Understanding Persistent Identity: How Trust Becomes Something You Can Reuse


Last week, we introduced persistent identity as a new way to carry verified trust across every workflow on the Proof platform. The idea is straightforward. When someone verifies their identity, that verification should not disappear the moment they complete a task. It should remain available, so the next interaction starts with confidence instead of repeated steps.
Today, digital identity rarely works that way. A user verifies themselves to open an account, then again to recover it, then again to make a change, then again to complete a transaction. Each workflow handles identity in its own isolated way. That fragmentation creates friction for users and unnecessary complexity for teams.
Persistent identity solves this by providing one verified identity the platform can recognize and reuse throughout the lifecycle. Users complete fewer repetitive steps. Organizations see a consistent, high-assurance understanding of who is taking action.

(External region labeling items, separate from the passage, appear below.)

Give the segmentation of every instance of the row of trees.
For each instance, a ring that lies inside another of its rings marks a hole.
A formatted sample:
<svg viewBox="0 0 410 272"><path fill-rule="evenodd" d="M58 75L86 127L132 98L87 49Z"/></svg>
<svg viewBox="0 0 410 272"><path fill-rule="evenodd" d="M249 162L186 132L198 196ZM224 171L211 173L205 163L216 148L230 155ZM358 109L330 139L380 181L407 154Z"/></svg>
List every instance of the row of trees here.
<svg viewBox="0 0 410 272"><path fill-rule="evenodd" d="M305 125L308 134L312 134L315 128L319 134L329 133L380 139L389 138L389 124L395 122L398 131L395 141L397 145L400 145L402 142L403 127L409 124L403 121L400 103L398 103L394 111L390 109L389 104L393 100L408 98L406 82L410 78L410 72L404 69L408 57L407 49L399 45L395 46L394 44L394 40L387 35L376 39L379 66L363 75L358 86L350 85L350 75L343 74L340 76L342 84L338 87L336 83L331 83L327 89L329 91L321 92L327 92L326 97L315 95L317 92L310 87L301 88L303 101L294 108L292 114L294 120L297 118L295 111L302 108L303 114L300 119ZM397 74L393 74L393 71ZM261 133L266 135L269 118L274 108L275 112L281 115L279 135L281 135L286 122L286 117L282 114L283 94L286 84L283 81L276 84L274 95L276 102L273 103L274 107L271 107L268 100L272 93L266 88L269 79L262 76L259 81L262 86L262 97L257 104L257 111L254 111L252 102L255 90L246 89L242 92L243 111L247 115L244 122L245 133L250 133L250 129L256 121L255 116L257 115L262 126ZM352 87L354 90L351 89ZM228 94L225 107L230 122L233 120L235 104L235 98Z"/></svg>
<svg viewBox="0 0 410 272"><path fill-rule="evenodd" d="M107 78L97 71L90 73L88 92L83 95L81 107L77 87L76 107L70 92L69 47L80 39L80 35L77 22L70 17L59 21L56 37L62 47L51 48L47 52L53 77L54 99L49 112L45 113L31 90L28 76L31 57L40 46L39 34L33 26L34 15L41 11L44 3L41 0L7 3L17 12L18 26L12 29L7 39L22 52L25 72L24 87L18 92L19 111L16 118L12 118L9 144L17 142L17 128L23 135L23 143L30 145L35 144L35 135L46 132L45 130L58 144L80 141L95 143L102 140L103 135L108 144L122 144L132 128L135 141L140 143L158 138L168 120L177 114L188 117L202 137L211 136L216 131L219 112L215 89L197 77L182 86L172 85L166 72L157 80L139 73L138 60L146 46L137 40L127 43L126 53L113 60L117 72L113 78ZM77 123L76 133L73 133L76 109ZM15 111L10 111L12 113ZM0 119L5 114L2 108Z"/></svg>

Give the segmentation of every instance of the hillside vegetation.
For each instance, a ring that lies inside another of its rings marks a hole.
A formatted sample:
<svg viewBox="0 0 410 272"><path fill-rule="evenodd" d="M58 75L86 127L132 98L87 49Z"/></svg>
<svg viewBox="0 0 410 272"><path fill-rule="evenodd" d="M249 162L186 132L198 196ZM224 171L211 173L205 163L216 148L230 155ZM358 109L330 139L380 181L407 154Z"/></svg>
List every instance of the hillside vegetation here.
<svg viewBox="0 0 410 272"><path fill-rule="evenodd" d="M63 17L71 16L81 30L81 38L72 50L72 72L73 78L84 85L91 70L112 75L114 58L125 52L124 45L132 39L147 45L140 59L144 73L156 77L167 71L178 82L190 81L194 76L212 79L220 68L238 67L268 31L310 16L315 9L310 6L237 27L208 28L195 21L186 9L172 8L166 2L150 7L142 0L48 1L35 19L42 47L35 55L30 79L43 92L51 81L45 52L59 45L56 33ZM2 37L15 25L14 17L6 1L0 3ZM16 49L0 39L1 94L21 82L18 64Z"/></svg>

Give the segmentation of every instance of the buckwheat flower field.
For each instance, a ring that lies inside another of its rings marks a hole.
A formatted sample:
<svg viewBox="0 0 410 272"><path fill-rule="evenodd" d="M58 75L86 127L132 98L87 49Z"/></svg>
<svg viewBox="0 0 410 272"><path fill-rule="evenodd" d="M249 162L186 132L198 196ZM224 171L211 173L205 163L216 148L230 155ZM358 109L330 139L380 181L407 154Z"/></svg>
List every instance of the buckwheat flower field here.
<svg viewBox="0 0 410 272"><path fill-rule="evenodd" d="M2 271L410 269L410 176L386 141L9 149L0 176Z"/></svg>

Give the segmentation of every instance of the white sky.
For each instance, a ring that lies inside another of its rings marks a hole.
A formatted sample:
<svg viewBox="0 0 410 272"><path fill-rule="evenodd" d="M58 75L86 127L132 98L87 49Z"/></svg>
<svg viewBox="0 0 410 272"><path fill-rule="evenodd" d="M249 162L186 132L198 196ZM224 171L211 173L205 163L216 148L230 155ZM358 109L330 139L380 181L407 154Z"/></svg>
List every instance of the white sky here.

And every event ties back to something durable rather than a one-time snapshot.
Why repeated verification creates unnecessary friction
Identity systems have long been designed as one-off checkpoints. They confirm who a user is in the moment, authorize the action, and then discard that trust. When the user moves to the next workflow, the process starts over.
This leads to predictable problems:
- Repetition for users. The same captures and checks appear in multiple workflows.
- Inconsistent signals for teams. Each workflow produces its own identity results instead of relying on a shared source of truth.
- Operational overhead. Teams spend time stitching together identity evidence that should already be connected.
Persistent identity removes these resets. Trust established once can be reused safely many times.
How persistent identity works
Persistent identity follows a simple lifecycle: verify once, save it, reuse it.
1. The user completes a high-assurance identity verification
The user goes through Proof’s existing verification flow: ID capture, selfie, and liveness check..
2. The user may opt into saving their verified identity with Proof
After verification, Proof creates a persistent version of the identity, allowing the user to re-verify themselves with MFA and face-scan in their next transaction.
3. When identity is needed again, the user does not start over
Any future workflow that requires identity assurance can reference the persistent identity instead of triggering a full verification.
4. The user completes a lightweight re-authentication step
To confirm that the returning user is the same individual, the platform performs a contextual re-authentication such as:
- a likeness check
- a liveness check
- a quick biometric step-up
- or a low-friction confirmation if risk is minimal
5. The user completes the workflow with the same level of trust
Once authenticated, the user can sign, certify, recover an account, or perform any other action. The assurance level remains high because the process is anchored to the original verified identity.
How this improves workflows across the Proof platform
With a persistent identity in place, different workflows can reference the same trusted identity, which affects many user journeys:
- Signing and notarization: returning users complete fewer steps.
- Transaction certification: Valuable high-frequency actions can be verified quickly.
- Account recovery: users create verifiable identity records over time that result in a more secure account recovery process..
- Support interactions: Instead of relying on ad-hoc verifying questions or low-assurance checks, agents can be confident that they’re supporting a known user.
The result is a more consistent, predictable experience for users and a clearer, more reliable trust model for organizations.
Built with privacy and control in mind
Persistent identity also creates a clearer, more dependable foundation for security and privacy. When high-value actions reference a verified identity rather than a collection of temporary signals, the platform can make more informed decisions about who is taking action. This makes common attack paths, such as relying on stolen credentials, far less effective because the system expects confirmation from the verified user, not just a password or token.
This added assurance does not require collecting more data. It reduces exposure by eliminating repeated identity checks that ask users to resubmit sensitive information. Each re-authentication uses only what is necessary to confirm the user is present, and the user controls when their identity is reused. The result is more confidence in each action, with less friction and a smaller surface area for risk.
Why persistent identity matters
Digital workflows move quickly. Expectations are high. Fraud is sophisticated.Re-verifying the same user over and over is inefficient for everyone involved.
Persistent identity gives organizations a reliable, reusable identity layer that works across workflows. It gives users a smoother experience without lowering security, and teams a clearer, more consistent identity signal to base decisions on.
Identity becomes an asset the platform can carry forward, not a step that resets every time something new happens.